These are the key concepts you need to understand to accurately answer the question.

Destructive Interference
When two sound waves with the same frequency and amplitude, such as those emitted from loudspeakers, meet, they can cancel each other out if their crests and troughs align oppositely. This cancellation phenomenon is known as destructive interference. It occurs when the path difference between the waves is an odd number of half wavelengths, i.e., \( \lambda/2 \), \( 3\lambda/2 \), etc. In the context of the exercise, destructive interference happens when one loudspeaker is behind the other by 10 cm, indicating the path difference is \( \lambda/2 \). This allows us to calculate the wavelength of the sound wave, as it is twice the distance causing the interference, leading to a wavelength of 20 cm.
Constructive Interference
Conversely, when two sound waves meet in such a way that their crests and troughs are perfectly aligned, they reinforce each other—this is known as constructive interference.

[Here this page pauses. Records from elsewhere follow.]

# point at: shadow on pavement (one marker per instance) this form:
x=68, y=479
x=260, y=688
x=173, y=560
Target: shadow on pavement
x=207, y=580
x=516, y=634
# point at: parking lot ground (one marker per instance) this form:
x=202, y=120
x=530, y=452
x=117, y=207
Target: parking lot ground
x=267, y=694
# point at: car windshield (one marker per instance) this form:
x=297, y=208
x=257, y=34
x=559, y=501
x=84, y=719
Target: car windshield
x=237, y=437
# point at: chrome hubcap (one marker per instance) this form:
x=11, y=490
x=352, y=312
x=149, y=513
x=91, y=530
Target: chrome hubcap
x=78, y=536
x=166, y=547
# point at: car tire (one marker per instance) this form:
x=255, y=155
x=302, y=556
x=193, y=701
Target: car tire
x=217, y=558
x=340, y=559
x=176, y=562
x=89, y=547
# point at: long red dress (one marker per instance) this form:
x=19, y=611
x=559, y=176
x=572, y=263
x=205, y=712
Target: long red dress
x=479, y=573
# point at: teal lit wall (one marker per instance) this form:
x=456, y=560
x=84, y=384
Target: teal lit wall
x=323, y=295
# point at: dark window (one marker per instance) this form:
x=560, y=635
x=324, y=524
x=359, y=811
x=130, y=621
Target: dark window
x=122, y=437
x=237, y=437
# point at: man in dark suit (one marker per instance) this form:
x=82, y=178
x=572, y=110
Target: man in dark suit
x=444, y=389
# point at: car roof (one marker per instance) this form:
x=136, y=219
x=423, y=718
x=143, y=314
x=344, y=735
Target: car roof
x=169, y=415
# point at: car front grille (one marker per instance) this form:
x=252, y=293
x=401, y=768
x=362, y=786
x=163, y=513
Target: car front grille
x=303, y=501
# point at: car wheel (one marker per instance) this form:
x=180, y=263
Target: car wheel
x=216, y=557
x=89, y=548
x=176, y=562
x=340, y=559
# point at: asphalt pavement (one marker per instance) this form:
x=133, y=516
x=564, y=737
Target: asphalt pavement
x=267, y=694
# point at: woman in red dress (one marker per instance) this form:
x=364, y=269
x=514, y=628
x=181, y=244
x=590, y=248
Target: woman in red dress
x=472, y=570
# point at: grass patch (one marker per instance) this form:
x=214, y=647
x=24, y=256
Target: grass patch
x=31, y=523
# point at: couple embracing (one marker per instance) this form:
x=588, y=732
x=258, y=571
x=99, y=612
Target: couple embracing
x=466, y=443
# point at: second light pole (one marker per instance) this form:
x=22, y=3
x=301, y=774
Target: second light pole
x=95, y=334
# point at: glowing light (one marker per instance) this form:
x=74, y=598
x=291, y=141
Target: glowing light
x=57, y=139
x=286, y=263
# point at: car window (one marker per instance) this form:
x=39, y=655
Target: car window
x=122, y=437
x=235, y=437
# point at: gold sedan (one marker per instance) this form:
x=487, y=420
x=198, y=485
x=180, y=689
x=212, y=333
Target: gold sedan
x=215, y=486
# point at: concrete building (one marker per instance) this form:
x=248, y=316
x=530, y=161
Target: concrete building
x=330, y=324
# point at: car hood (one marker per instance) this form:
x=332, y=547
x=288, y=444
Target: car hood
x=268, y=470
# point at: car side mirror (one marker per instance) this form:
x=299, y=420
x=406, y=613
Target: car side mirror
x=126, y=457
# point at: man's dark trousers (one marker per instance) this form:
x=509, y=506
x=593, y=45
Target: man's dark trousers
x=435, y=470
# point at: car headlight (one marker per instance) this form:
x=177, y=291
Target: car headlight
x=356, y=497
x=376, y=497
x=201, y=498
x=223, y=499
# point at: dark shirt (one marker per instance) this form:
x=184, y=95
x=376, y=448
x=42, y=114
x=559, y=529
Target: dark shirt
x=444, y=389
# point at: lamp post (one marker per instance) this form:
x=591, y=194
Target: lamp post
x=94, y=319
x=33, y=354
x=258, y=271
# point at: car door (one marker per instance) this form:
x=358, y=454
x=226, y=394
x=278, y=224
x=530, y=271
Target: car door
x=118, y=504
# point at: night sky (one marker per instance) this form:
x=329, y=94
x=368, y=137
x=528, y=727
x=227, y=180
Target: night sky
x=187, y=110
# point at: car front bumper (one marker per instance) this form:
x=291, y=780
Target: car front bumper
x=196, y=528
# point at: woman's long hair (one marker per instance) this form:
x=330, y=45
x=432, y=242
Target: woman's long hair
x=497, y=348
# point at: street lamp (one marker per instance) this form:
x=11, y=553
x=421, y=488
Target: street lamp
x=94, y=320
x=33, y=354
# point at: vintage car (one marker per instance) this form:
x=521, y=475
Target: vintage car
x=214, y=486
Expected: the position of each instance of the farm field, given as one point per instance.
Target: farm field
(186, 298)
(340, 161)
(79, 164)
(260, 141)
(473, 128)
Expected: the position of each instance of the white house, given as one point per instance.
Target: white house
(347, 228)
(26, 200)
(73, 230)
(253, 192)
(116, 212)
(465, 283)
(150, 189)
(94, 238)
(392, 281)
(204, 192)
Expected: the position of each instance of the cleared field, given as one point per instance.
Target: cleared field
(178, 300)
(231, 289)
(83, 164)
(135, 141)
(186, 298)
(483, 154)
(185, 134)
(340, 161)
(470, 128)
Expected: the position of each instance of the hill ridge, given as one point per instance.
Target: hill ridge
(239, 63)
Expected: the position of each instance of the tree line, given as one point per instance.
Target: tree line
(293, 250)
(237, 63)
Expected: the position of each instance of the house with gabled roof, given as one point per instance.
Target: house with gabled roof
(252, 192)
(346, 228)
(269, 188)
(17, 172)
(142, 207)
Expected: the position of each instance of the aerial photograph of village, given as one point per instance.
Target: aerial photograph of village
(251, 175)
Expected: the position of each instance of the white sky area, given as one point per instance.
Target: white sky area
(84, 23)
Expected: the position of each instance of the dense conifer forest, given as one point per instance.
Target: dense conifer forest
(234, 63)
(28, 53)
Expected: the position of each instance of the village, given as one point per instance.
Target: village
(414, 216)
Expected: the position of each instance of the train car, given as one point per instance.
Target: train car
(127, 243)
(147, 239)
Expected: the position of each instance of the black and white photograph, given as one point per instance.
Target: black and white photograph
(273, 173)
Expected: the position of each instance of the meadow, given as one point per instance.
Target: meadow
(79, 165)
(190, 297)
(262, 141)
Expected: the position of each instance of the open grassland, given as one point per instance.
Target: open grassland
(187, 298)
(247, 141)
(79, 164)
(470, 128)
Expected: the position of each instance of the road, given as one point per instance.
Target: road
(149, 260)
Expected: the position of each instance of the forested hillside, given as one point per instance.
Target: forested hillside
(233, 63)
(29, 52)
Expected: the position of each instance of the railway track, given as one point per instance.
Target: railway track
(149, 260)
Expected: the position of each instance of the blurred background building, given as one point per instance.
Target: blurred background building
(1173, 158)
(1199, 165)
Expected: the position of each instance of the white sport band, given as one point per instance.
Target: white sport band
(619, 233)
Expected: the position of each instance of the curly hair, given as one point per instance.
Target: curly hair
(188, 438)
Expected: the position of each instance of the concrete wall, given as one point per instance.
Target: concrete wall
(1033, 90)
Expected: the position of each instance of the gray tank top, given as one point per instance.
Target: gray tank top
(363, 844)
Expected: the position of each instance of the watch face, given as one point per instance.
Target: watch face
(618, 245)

It results in a sound wave with greater amplitude than the individual waves. This happens when the path difference is a whole number of wavelengths, i.e., \( \lambda \), \( 2\lambda \), etc. In our exercise, we know that constructive interference occurs when one speaker is moved to be 30 cm in front of the other, which corresponds to a path difference of 1.5 wavelengths, leading to an amplified sound wave with double the amplitude of the individual waves.
Wavelength Calculation
The wavelength of a sound wave is the distance between two consecutive points that are in phase—meaning they are at the same point in their cycle of movement, such as two adjacent crests. To calculate the wavelength in scenarios involving interference, you can use the information about how changes in the position of one source relative to another affect the combined sound intensity. The exercise provided a clear case where a movement of 10 cm leads to destructive interference, inferring that this distance is half the wavelength. Doubling that distance gives the full wavelength, which in this example is 20 cm.
Phase Difference
The phase difference between two waves refers to the amount by which one wave is shifted relative to another. It's measured in radians and informs us about how in- or out-of-sync the waves are with each other. A phase difference of 0 or a multiple of \(2\pi \) indicates that the waves are perfectly in phase—contributing to constructive interference. In contrast, a phase difference of \(\pi \), or an odd multiple of \(\pi\), signifies destructive interference. From the solution provided, we calculate the phase difference between the two loudspeakers to be \(3\pi \) radians when the displacement is 30 cm, correlating to 1.5 times the wavelength (\(1.5\lambda\)). Consequently, this phase difference leads us to a point of constructive interference with maximum intensity and amplitude.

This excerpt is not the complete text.